Facebook has two flows for Authentication, client-side and server-side. When should each one be used?

Facebook docs: https://developers.facebook.com/docs/authentication/

Possibly related: What is the purpose of the implicit grant authorization type in OAuth 2?


Depending on your needs you can use one or the other or both. If you want calls to facebook to be processed before the user sees a certain page then use server side... however if you want to display partial information until the user has authenticated, use javascript authentication.

It boils down to this:

  • Javascript authentication can happen with-in a popup window and does not require a page reload you can also just perform a top.location.href redirect.
  • PHP authentication involves a redirect to an authentication page.

Also see this thread, in particular this response.


To add to @Lix's answer, I would say:

Client Side Authentication

  • When you want some information from Facebook API about the user that is required once, as in you only need to get it once like the user's name and email.
  • When you want to temporarily access/manage the user's information/data and don't need to do it often.
  • You get a temporary token, which is valid only for a few hours and you need to get a new token to call the Facebook API again after it has expired (which requires the user has to grant permission again).
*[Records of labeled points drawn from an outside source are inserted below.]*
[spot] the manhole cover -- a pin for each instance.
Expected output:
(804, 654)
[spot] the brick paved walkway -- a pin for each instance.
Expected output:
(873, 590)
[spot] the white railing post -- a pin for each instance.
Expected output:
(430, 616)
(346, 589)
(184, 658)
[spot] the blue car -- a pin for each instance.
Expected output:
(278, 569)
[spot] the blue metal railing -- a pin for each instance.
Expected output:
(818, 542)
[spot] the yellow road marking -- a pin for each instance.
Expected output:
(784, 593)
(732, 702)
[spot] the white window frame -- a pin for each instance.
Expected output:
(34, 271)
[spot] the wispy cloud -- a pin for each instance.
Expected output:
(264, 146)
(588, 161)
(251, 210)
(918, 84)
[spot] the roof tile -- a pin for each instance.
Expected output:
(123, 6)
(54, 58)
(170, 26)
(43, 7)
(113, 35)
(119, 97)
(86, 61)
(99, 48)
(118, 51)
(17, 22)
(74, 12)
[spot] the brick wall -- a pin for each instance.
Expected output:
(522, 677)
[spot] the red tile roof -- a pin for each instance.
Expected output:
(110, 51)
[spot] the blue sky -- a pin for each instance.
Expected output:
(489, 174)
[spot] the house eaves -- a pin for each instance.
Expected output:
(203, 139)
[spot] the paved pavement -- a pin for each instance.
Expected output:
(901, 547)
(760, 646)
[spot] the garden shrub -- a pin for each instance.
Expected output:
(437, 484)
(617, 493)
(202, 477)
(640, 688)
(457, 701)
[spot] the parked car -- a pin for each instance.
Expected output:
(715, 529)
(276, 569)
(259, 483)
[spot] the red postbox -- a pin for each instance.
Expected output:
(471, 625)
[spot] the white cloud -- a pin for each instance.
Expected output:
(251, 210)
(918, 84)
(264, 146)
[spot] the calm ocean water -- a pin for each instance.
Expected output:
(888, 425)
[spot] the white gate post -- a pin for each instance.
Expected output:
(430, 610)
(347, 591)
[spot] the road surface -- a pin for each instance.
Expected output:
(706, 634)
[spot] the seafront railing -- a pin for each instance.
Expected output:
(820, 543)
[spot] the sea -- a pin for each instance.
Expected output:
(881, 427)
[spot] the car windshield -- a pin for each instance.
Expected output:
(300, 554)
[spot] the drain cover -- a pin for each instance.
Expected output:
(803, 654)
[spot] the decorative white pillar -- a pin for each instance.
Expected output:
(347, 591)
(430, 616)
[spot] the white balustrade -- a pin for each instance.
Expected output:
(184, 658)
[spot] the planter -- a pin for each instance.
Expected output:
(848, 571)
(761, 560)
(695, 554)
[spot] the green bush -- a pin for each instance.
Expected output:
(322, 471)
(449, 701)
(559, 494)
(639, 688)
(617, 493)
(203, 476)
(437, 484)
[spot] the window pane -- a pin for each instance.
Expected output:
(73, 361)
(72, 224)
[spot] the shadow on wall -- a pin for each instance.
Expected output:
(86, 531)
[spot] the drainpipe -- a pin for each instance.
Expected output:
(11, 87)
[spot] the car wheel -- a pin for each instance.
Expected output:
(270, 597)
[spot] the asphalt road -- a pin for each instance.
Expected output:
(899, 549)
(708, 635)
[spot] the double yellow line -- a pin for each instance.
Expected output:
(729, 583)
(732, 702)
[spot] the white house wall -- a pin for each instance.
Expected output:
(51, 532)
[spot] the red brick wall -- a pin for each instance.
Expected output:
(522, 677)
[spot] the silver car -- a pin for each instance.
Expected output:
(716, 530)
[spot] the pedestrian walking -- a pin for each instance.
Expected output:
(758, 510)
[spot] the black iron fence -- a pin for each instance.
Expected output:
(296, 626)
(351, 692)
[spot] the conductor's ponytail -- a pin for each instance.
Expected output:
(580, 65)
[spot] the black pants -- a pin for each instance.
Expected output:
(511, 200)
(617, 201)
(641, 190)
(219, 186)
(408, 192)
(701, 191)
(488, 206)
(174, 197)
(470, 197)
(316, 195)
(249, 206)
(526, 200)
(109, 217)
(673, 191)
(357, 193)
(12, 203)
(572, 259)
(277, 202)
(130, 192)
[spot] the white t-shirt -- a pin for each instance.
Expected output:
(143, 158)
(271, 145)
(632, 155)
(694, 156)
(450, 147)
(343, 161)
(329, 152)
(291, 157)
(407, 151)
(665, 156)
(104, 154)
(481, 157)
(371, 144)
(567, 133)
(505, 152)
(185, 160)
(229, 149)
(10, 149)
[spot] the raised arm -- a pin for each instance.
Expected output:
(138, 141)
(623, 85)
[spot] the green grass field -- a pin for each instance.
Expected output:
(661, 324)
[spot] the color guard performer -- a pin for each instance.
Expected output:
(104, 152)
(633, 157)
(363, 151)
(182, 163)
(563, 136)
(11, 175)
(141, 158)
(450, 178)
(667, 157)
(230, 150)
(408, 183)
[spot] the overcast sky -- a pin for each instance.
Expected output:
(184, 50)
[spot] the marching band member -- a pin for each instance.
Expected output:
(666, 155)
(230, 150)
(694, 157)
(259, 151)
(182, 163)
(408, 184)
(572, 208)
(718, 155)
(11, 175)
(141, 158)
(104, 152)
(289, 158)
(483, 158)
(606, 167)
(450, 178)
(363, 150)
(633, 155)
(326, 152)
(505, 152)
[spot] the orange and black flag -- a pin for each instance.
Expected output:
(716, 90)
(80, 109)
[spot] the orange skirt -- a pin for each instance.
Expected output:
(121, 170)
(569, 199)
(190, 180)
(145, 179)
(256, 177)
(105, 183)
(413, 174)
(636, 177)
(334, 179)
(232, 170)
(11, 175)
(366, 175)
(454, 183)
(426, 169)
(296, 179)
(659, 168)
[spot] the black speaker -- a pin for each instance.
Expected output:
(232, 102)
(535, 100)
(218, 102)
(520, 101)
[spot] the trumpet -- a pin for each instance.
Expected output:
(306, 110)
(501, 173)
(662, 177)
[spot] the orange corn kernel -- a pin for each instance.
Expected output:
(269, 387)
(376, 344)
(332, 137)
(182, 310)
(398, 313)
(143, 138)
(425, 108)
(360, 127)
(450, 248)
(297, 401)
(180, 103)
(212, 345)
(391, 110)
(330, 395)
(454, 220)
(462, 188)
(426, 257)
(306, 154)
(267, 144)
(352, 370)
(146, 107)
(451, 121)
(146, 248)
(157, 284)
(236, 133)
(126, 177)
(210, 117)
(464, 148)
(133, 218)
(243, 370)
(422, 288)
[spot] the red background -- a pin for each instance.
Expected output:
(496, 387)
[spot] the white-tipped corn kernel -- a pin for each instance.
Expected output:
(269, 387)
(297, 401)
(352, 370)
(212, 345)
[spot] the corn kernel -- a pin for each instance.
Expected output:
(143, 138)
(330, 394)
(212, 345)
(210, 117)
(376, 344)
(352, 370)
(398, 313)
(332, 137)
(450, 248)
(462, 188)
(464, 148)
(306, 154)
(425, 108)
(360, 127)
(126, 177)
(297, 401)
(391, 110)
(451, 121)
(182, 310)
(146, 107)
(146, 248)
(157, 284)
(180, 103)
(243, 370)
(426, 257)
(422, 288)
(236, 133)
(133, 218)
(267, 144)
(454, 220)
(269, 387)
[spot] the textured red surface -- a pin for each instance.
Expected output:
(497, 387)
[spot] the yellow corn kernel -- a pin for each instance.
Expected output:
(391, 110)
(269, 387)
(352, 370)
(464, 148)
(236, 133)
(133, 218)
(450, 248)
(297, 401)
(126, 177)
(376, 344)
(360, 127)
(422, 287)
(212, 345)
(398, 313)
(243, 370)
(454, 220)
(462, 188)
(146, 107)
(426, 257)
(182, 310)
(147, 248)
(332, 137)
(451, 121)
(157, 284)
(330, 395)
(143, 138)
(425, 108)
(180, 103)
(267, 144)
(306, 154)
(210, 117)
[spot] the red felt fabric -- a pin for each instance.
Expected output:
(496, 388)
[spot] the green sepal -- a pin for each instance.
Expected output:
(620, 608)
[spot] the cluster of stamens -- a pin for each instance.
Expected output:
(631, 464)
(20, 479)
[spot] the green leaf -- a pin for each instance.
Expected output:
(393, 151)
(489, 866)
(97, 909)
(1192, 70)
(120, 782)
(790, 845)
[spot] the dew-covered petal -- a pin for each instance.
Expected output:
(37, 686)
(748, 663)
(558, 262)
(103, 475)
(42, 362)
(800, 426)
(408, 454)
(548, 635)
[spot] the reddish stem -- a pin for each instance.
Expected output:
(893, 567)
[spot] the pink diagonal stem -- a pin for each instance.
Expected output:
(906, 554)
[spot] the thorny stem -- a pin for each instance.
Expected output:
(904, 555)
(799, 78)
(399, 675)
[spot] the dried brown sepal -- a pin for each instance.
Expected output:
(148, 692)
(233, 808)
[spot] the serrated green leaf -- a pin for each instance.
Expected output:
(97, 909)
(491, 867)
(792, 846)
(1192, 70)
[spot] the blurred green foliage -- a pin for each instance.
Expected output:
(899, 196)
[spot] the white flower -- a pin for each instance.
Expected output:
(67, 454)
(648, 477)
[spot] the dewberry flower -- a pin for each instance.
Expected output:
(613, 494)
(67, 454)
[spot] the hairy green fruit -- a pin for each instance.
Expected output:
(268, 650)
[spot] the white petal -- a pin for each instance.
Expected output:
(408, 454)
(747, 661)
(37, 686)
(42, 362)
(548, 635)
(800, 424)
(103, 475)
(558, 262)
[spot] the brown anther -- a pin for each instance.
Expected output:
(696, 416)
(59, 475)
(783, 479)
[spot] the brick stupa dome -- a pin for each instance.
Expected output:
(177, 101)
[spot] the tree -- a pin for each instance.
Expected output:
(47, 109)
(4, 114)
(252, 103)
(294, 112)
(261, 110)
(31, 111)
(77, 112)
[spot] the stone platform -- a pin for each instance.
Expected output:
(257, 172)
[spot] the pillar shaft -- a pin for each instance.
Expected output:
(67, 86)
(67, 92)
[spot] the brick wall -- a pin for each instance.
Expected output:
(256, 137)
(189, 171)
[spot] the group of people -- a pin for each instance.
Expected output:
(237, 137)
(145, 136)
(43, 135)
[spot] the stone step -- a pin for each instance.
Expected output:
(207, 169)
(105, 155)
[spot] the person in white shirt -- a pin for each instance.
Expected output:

Server Side Authentication

  • You want to manage the user's data (on their behalf) after the user has left your website/app. Example, gathering the user's feed/timeline data on a regular basis.
  • When you want to access/manage the user's information/data in a recurring fashion untill the user hasn't revoked access to your client id (represented by a Facebook app).
  • You get both a temporary token and a permanent token (which lasts for about 60 days at the time of writing this). You can get a new temporary token by using the permanent token every time you need to call the Facebook API (given the previous temporary token has expired) -- without bothering the user to grant permission again.

So, in short, for short term use, follow client-side authentication flow and for long term use follow server-side authentication (given you have a backend server of your own).